28 agosto 2004

pílulas barretianas

afonso henriques de lima barreto. nome de rei ou nobre. na verdade, mulato, pobre, alcoólatra e um dos maiores escritores nacionais. com certeza o mais carioca deles, ao lado de joão do rio.

sua condição marginal lhe conferia uma visão aguda da natureza humana e da sociedade; quase sempre implacável quando o assunto era seu próprio papel nela.
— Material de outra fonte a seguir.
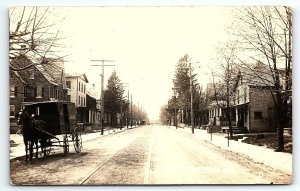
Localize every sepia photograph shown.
[7,5,294,186]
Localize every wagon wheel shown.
[63,135,69,155]
[72,127,82,153]
[43,144,52,157]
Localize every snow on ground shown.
[172,127,293,175]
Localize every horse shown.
[17,109,48,162]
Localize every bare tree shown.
[211,42,237,139]
[236,6,292,151]
[9,7,63,71]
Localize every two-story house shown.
[66,73,89,123]
[235,63,276,132]
[9,56,67,131]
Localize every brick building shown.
[66,73,89,123]
[9,56,67,132]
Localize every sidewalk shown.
[10,126,137,159]
[171,126,293,175]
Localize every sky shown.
[49,7,232,120]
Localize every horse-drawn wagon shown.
[19,101,82,160]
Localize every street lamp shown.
[120,83,129,130]
[91,59,115,135]
[172,86,180,129]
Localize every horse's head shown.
[17,110,30,125]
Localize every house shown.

há muito tempo li o "cemitério dos vivos", amargo diário sobre sua derradeira estadia no sanatório da praia vermelha, atualmente, campus da ufrj. é lá que fica, entre outras, a escola de comunicação da ufrj, onde concluí o mestrado (pode-se dizer que há pontos de contato entre o passado e o presente, mas isso é outra história...). hoje, fazendo uma mega-limpeza no computa, achei uns trechos do livro, que faço questão de reproduzir. depois me digam se o sujeito não era um azougue.

"Eu não tenho nenhuma espécie de superstição pelos nossos títulos escolares ou universitários; eles dão algumas vezes algum saber profissional, muito restrito e ronceiro, e nunca uma verdadeira cultura (...)"

"Esta nossa sociedade é absolutamente idiota. Nunca se viu tanta falta de gosto. Nunca se viu tanta atonia, tanta falta de iniciativa e autonomia intelectual! É um rebanho de Panúrgio, que só quer ver o doutor em tudo, e isso cada vez mais se justifica, quanto mais os doutores se desmoralizam pela sua ignorância e voracidade de empregos. Quem quiser lutar aqui e tiver de fato um ideal qualquer superior, há de por força cair. Não encontra quem o siga, não encontra quem o apoie. Pobre, há de cair pela sua própria pobreza; rico, há de cair pelo desânimo e pelo desdém por esta Bruzundanga. Nos grandes países de grandes invenções, de grandes descobertas, de teorias ousadas, não se vê nosso fetichismo pelo título universitário que aqui se transformou
em título nobiliárquico. É o Don espanhol."


" (...) embora a glória me tenha dado beijos furtivos, eu sinto que a vida não tem mais sabor para mim. Não quero, entretanto, morrer; queria outra vida, queria esquecer a que vivi, mesmo talvez com perda de certas boas qualidades que tenho, mas queria que ela fosse plácida, serena, medíocre e pacífica, como a de todos."